保健所には、「食品衛生監視員」と呼ばれる職員が勤務しています。監視員の多くは薬剤師や獣医師、食品衛生行政関連の実務経験のある栄養士などです。監視員は、営業施設への立入調査・検査権限や、試験検査のために必要な食品や添加物を無償で収去できる権限を持っています。食品に関する苦情や相談への対応も行います。

母子保健(対人保健分野)

母子保健法に基づいて、母親と乳幼児の健康保持・増進に関わる活動を行います。

市町村の保健センターや政令市型の保健所では、妊産婦・乳幼児の健康診査や、母子健康手帳の交付、両親学級や育児学級、妊産婦・新生児訪問指導など、より基本的で住民に身近なサービスを行っています。

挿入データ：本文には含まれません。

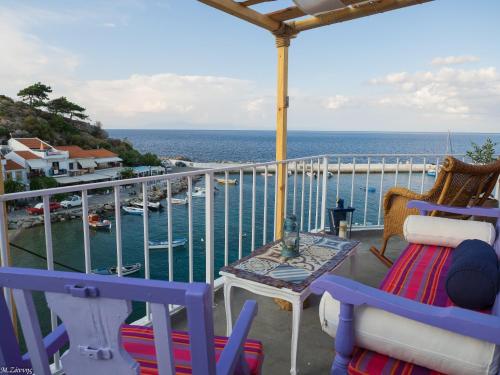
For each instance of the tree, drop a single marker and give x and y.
(62, 106)
(59, 106)
(35, 95)
(127, 173)
(483, 154)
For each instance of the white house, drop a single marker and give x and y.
(38, 157)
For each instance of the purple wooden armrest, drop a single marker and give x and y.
(351, 293)
(197, 297)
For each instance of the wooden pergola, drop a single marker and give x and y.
(285, 24)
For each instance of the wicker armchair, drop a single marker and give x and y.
(458, 184)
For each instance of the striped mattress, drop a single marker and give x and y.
(418, 274)
(138, 342)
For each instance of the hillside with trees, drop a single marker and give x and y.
(60, 122)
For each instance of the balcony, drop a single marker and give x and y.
(223, 224)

都道府県型の保健所では、先天性代謝異常等検査や不妊専門相談、女性の健康教育、未熟児の訪問指導、未熟児養育医療、小児慢性特定疾患の治療研究事業、障害児や長期療養児に対する療育相談など、より専門的で広域的なサービスを実施しています。その他、保健センター機能を担う市町村への広域的・専門的・技術的支援も行います。